A friend had messaged me saying she was at work and I could swing by with my books whenever. I told her I would be by in about a half hour. I really didn’t want to go but I wanted to see my friend. I trudged up the hill to the office she was at and I was hurting. My ankle and toes acted up. I gave her the books and then left. I had an errand to do for my mother so I went to Walgreens. I wanted a drink or a snack so I got a Mountain Dew energy drink. It didn’t give me energy. My ankle is really acting up. I am in a lot of pain. I finished my zucchini bread and the rest of the energy drink. I told my mother I would be ordering Chinese food for dinner. She said ok. I think ordering Chinese is the only thing that she likes me to order. She never gives me a hard time about it but if I order a burger or any other type of food, she does. I don’t get it. It’s not like I am using her money. Whatever.

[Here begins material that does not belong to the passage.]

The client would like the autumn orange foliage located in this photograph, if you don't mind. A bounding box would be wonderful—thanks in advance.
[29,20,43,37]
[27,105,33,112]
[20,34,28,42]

I’m pretty wiped out. I don’t feel like doing much of anything. I really wanted to change my sheets today but I knew that I would feel shitty when I got up. Guess it will have to wait till tomorrow. I am hurting pretty bad. My ankle just kicked up a few notches so I had to take the strong pain pill. It was hurting so bad my thoughts immediately went to suicide. I’m starting to keep a record of the consecutive days that I think about suicide due to pain only. If I think about suicide because of my depression or psychache, it doesn’t count.
OSU plays their first football game of the season tomorrow. I can’t wait. I have been looking forward to their games all summer. I think the Huskers play on Saturday. I tried downloading the schedule but couldn’t get it. I’ll just have to look online. I used to have the college football app but couldn’t find it in Google Play. I loved that app.
Think I need to take another strong pain pill. Pain is not going down and now my ankle bone is hurting really bad. This makes day 4 of it hurting. Tomorrow I don’t have to do a damn thing, other than change my sheets if I am up to it. I am not going out or anything. It will be a rest day. I’ll shut my phone off so if my damn mother decided to call, it will go directly to voicemail. Maybe I will block her when I sleep. There is an idea. I wish she would leave a reason for her call but she never does. She just says “give me a call when you get a chance” and hangs up. Annoying!